Пели самозабвенно, пели, покоренные красотой тронутого молодым месяцем задумчивого леса, необыкновенным слиянием двух голосов — мужского и женского, так неожиданно и так легко сошедшихся и сразу понявших друг друга, пели, покоренные жаждой жизни и свободы, сознанием, что путь к этой свободе далек и мучителен.
Когда допели, расходиться не захотелось. Вокруг Вали сгрудились необыкновенно милые, возбужденно-деликатные, пахнущие потом и соляркой, ворванью от сапог разновозрастные ребята. Остановились на только что входящем в моду вальсе «В лесу прифронтовом». До этой минуты Валя была просто счастлива тихим, щемящим счастьем и не думала о том, кто ей подпевал и покорял. Ребята закричали:
— Товарищ гвардии капитан, садитесь поближе!
— Товарищ комбат, вы сюда, сюда!
Голоса эти звучали так приветливо, столько в них было скрытой суровой мужской любви и уважения, что Валя и удивилась и внутренне собралась, словно перед опасным, решающим в жизни шагом.

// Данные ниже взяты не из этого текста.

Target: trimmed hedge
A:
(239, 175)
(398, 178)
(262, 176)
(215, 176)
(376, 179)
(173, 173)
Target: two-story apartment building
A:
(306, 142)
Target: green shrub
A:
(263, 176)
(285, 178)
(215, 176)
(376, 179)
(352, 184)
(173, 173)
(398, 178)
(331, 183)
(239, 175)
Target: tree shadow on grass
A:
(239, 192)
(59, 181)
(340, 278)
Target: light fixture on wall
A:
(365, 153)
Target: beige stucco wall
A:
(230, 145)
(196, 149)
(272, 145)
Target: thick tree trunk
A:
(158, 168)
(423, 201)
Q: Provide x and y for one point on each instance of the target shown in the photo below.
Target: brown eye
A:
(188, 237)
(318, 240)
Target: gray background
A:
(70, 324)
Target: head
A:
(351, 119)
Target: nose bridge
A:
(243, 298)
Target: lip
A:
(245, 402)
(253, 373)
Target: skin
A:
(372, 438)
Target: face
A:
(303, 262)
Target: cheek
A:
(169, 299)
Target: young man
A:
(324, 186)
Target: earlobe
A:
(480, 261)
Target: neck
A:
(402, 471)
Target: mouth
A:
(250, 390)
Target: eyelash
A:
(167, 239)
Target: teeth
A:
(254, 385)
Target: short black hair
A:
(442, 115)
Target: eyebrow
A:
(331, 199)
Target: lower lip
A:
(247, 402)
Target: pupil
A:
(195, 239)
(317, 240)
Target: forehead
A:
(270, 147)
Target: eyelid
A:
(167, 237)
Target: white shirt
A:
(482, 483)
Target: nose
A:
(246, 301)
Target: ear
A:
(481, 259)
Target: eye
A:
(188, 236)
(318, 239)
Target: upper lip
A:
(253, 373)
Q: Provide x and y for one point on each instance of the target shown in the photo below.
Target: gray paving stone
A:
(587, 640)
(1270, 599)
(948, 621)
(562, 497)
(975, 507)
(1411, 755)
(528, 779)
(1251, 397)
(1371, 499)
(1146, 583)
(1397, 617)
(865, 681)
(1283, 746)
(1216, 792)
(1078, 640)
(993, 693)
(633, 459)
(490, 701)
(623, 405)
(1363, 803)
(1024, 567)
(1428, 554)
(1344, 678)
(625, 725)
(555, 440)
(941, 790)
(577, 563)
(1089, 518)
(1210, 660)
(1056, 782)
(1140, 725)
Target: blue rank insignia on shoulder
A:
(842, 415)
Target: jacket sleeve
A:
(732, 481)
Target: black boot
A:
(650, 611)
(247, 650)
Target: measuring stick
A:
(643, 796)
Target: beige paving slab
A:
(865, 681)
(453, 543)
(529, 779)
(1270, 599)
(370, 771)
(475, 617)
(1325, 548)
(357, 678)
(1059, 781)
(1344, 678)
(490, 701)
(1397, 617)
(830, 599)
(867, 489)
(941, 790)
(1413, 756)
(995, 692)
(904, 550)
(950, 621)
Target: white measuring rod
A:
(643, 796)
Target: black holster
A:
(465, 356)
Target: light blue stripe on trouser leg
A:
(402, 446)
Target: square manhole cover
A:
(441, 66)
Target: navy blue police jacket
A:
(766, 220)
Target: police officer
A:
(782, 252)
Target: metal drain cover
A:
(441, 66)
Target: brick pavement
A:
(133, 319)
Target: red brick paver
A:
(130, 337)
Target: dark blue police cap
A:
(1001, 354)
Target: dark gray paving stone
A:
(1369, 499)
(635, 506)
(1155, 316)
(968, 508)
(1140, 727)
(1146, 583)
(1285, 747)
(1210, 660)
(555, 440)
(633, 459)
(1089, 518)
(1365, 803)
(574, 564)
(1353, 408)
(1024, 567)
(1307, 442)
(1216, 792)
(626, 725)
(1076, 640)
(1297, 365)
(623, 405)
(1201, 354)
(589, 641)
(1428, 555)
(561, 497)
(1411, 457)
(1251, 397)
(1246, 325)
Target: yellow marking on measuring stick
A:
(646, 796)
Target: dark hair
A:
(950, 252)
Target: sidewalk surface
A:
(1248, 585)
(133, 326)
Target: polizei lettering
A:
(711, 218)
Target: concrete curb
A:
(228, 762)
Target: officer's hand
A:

Их все-таки усадили рядом, и Валя, чтобы скрыть волнение, не глядя на комбата, предупредила:
— Я мотив еще плохо знаю.
— Вытащим! — уверенно сказал Прохоров и улыбнулся широкой, слегка озорной и в то же время очень доброй улыбкой.
И Валя, робея, перебрала струны. Прохоров толкнул ее локтем и шепнул:
— Начинайте. У нас хорошо получилось.
Валя, справляясь с волнением и сосредоточиваясь, повела песню. Прохоров сам нашел и тот такт, когда ему нужно было вступить в песню, и тот, когда ему требовалось перевести Валю в подголосье, и даже тот, когда он снова передал ей песню. Таким, не только музыкальным, но и человечески чутким, был только Виктор, один только он. А тут появился другой, и Валя не удивилась этому, а только замерла от неясного предчувствия.
Спели еще несколько песен, и каждый раз, слушая, как над ухом бархатисто переливается гибкий молодой голос, ощущая дыхание комбата, а потом, под конец, тепло его коленки, Валя сдерживала особенную бешеную радость, похожую на ту, что родилась в ней в землянке, в день гибели Андрея. И комбат словно угадал ее настроение. Он вскочил — высокий, статный, широкоплечий, с выбившимся чубом — и вдруг крикнул отчаянно веселым, нарочито и смешно искаженным голосом:
— Эй, ви, жаби, дайте мине стоса с виходом!
Видно, Прохоров очень удачно передразнил кого-то знакомого, потому что сразу грохнул смех и почти сейчас же откликнулась молчавшая до сих пор гармошка. Было в ее наигрыше что-то цыганское и в то же время блатное, как походка Зудина, как его манера подмигивать. Но было и другое — затаенно веселое, перерастающее в буйное, без удержу, веселье, тот особый лад, под который не притопнет разве только безногий.